The basic attribute of empirical process control constitutes a continuous cycle of inspecting the process for correct operation and results and adapting the process as needed. A simple example of this is detecting impending failure of equipment by constantly monitoring the operation of that equipment. For Agile Work, the book Agile Software Development with Scrum provides an excellent chapter about this topic of Empirical Process Control.
In human processes like those to which Agile Work applies, the frequency of inspecting and adapting must match the needs of the process. Many projects occur in the context of constant change. This constant change makes long-term planning a wasteful effort. Rather, short-term planning with constant feedback provides a simple inspect and adapt cycle. This cycle can play out at different levels: daily for a team, monthly for a client of the team. The team inspects and adapts daily at the level of the tasks that it is performing. The client inspects and adapts monthly at the level of the team’s actual delivered results.
Both lean and agile methods claim to increase both speed and quality. Many people believe that there are four constraints in a system that can be controlled: speed (or schedule, or time to market, or process cycle time), quality (number of defects), scope (how much functionality), and cost savings (how much to spend on the work). Frequently, management believes that one has to trade off between these four constraints; spend more money, get more scope; lower quality, go faster. But in fact, lean and agile strongly support the idea that as you increase quality, you also increase speed… you just have to do it right.
In Agile Work, increasing speed and quality is done in three ways. First, increase the frequency and quality of communication among team members so that errors are detected early or avoided altogether. Second, drive the work with the creation and execution of automated testing. No work is done without a test in place to check if it is done correctly. This constant testing means that work is always defect-free and therefore very little time/money is spent on fixing defects. Third, eliminate wasteful work steps or obstacles to performance of work. This last one is difficult to do an bears closer examination.
Wasteful work is done in every process, no matter how efficient. Lean tells us that there are several types of waste in a manufacturing process. Those types of waste have analogies in Agile Work. For example, documenting something you plan to do instead of just doing it is wasteful. Another example is waiting while someone completes work that you depend upon. Any step or task that does not add value to the final product of an effort is waste. This standard is very high and most organizations have about 80% of their efforts going into wasteful tasks. An organization that has done an initial cut of wasteful work might stand at about 50% waste. The leanest organizations, such as Toyota, stand at about 20% waste.
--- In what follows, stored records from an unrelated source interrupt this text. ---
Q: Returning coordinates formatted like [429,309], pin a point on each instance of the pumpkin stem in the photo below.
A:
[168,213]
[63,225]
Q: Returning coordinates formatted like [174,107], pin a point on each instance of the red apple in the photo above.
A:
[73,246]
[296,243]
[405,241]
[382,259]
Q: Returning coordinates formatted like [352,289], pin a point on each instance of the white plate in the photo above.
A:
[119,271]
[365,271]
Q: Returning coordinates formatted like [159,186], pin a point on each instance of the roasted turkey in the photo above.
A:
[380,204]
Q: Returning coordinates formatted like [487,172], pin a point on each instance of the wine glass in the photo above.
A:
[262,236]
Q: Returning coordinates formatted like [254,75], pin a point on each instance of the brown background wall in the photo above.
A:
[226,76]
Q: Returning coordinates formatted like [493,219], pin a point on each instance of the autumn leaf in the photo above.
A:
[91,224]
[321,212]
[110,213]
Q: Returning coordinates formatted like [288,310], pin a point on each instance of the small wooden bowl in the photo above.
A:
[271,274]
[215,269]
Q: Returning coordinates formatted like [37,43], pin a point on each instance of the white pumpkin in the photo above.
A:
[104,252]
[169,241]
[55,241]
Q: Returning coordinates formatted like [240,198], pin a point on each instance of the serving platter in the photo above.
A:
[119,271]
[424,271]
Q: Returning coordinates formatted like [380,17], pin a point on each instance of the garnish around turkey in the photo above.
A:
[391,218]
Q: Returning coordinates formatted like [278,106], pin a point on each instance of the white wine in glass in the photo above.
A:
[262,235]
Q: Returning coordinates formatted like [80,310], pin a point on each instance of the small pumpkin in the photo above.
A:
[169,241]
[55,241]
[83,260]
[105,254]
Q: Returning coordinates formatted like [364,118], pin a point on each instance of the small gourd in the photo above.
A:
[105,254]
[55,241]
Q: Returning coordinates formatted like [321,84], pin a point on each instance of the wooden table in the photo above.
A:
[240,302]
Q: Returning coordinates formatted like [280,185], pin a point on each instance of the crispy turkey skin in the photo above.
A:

Agile work eliminates waste in the form of barriers or obstacles that come up when a team is trying to go fast. Sometimes this is in the form of waiting for another group to do something for the agile team… an outsourced request for service. Sometimes waste is in the form of corporate standards or policies around documentation of work. The Process Facilitator role in an agile team has responsibility for working with the team and others to help overcome these obstacles.